Diagnosis may include:

    Plain radiographs of the distal leg and ankle in 3 planes are recommended, including anteroposterior (AP), lateral, and oblique views.

  • Frequently, diagnosing this injury is difficult on AP and lateral views alone, especially when the fragment is only minimally displaced.

  • An oblique view is most helpful for excluding triplane fractures.

  • A mortise view can help to demonstrate widening of the syndesmosis.

  • Note any soft-tissue swelling seen on radiographs.

  • Radiographs of the entire tibia and fibula are recommended to exclude high fibular fractures.

  • Computed tomography (CT) scanning with 3-dimensional reconstruction is far more accurate than are plain radiographs in estimating degree of joint displacement and fracture separation.Tomography was used in the past but now has largely been replaced by CT scanning.

  • Fluoroscopy performed while internally rotating the foot also is helpful in the assessment of reduction.


Acute management of the injury consists of splinting, ice packs, compression, and elevation of the involved extremity. Suitable nonsteroidal anti-inflammatory drugs (NSAIDs) must be prescribed. The majority of fractures are minimally displaced so that no reduction is required, and immobilization in a non-weight-bearing, below-knee cast is sufficient. Reduce epiphyseal separation immediately, because delay makes it progressively more difficult to achieve closed reduction.

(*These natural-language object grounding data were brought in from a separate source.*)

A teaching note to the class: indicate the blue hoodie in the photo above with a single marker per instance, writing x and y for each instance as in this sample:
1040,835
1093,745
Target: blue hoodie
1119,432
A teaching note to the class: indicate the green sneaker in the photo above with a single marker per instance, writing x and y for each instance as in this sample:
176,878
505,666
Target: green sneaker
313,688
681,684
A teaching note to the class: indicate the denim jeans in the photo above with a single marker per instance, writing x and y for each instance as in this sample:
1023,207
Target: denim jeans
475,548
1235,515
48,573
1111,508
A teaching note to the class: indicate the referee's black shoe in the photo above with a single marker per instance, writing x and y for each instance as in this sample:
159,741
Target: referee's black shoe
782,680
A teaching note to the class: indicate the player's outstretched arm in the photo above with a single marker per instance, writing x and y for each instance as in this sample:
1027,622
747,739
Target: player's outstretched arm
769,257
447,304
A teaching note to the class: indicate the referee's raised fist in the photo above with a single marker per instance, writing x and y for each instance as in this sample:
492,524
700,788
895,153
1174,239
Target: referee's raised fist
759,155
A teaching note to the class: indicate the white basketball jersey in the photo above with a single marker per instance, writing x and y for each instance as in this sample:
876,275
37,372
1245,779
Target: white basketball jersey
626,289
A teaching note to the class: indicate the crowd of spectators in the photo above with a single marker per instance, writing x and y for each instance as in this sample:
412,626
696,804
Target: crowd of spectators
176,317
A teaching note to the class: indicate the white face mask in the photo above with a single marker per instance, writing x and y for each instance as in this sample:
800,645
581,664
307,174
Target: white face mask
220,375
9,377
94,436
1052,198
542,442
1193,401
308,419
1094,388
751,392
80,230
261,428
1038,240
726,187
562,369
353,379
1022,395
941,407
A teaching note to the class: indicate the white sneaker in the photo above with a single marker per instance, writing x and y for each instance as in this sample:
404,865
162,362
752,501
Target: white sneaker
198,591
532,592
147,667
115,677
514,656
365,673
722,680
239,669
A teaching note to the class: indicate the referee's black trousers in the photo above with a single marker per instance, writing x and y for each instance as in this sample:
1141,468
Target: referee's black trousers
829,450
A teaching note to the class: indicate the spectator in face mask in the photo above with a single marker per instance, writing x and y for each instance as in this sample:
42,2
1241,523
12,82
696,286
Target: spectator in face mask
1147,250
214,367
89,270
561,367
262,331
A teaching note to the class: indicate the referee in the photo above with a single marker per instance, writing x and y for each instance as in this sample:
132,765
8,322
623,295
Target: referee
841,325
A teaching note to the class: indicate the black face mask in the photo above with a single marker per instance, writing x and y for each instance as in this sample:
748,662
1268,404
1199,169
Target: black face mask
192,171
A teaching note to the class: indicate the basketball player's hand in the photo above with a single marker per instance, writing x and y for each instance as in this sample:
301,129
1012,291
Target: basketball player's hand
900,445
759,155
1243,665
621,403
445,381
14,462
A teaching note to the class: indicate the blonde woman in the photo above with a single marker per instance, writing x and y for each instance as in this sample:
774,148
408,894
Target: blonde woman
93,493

Every fracture requiring reduction is assessed under anesthesia for rotatory instability. All reductions are performed with the utmost gentleness to avoid further damage to the physis.

The fracture is reduced by applying longitudinal traction with the knee flexed at right angles and, while traction is maintained, medially rotating the foot on the leg. Manderson and Ollivierre believe that anatomic reduction is achieved and better maintained by maximum dorsiflexion of the ankle during the internal rotation maneuver. The extremity is immobilized for 6-8 weeks in an above-knee cast with the knee flexed to about 30-45° to avoid weight bearing.

Displaced fractures are treated by surgery. During surgery the fracture is exposed through a skin incision, the fragments are the aligned accurately and fixed in that position with 1 or 2 screws. As the fracture is in part of the tibia bone forming the ankle joint hence it may take more than the normal time to unite. This is because the fracture is exposed to the synovial fluid of the ankle joint.

NOTE: The above information is for processing purpose. The information provided herein should not be used during any medical emergency or for the diagnosis or treatment of any medical condition.

DISCLAIMER: This information should not substitute for seeking responsible, professional medical care.